In this episode, we talk in-depth about what it’s like to work within a larger advisory firm that has separated the prospecting and business development from the financial planning work, which its wealth managers are responsible for. How the firm does still involve its wealth advisors towards the end of the business development process to ensure that prospective clients are connected with the right advisor, what it’s like to come into existing planning relationships with existing clients who may not actually be happy about being transitioned to a new advisor in the first place, and why it’s never bothered Kathleen nor hindered her career as an advisor to not have her own clients, and instead be focused solely on working with clients of the firm instead.

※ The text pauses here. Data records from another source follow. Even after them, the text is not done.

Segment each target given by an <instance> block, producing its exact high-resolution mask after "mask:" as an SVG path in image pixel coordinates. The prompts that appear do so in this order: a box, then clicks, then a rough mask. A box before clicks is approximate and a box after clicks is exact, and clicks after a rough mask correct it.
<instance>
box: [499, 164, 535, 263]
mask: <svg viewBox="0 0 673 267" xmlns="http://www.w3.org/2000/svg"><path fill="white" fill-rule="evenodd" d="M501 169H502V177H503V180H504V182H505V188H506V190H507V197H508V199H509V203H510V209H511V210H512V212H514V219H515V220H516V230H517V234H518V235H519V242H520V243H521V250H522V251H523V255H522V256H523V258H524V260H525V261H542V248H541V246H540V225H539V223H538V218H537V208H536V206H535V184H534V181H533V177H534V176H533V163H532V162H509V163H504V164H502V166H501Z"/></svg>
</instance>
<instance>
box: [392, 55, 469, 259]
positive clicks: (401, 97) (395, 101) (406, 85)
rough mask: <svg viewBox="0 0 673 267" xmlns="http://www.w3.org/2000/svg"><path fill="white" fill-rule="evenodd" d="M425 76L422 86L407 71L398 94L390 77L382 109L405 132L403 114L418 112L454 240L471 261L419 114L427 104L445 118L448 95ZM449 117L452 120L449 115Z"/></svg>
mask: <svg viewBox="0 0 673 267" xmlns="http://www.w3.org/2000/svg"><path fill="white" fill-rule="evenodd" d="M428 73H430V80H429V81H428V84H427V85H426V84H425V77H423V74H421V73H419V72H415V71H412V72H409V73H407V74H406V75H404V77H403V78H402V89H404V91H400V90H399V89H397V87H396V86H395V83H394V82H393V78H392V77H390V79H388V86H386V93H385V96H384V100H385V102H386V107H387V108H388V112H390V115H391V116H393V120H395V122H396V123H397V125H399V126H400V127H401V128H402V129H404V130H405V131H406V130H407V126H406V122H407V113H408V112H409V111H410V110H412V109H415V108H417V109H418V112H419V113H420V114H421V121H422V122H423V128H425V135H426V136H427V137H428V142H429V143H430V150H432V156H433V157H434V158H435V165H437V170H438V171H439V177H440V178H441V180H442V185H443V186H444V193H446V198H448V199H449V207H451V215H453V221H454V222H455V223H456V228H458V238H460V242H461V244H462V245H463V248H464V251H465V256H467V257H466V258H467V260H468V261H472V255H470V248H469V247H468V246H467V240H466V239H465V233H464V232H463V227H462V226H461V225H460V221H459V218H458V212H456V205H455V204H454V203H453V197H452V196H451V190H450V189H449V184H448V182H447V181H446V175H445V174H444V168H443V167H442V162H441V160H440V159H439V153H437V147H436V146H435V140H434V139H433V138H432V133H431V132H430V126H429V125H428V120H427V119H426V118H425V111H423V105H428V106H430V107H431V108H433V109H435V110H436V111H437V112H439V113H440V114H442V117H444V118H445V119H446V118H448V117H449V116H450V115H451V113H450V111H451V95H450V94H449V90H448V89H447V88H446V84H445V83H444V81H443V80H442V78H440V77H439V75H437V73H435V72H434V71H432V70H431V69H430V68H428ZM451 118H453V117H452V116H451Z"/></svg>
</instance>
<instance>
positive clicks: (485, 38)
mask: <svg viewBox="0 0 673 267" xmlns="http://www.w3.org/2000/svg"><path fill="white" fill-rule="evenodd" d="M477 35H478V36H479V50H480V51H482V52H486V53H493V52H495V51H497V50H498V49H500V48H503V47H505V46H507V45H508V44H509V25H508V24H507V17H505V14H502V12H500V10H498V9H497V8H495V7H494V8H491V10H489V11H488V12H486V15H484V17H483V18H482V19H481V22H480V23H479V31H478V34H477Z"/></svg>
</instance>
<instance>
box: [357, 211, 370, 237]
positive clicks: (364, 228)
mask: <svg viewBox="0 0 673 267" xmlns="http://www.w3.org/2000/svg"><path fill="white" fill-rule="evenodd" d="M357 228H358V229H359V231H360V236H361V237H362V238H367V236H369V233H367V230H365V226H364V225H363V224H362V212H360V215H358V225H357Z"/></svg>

We also talk about what it’s like to be a financial planner in a large firm whose roots are in the standalone investment management business, the steps that Kathleen has taken to expand adoption of financial planning by all advisors in the firm, why the company decided to switch from eMoney Advisor to MoneyGuidePro for their financial planning work with clients, and how the firm looks at the capacity of a wealth advisor to service a certain number of clients and why that number must vary between investment-only and financial planning clients.
And be certain to listen to the end, where Kathleen shares her path on building a career of working with advisory firms and their clients rather than going out on her own. The upside career aspiration she sees for herself, even if partnership happens to not be an opportunity at her current publicly traded firm, how she’s been able to find job opportunities with firms that won’t require her to do business development but will reward her for being a great financial planner to clients, and her interview tips on how to show well as a financial advisor trying to get one of those job opportunities in the first place.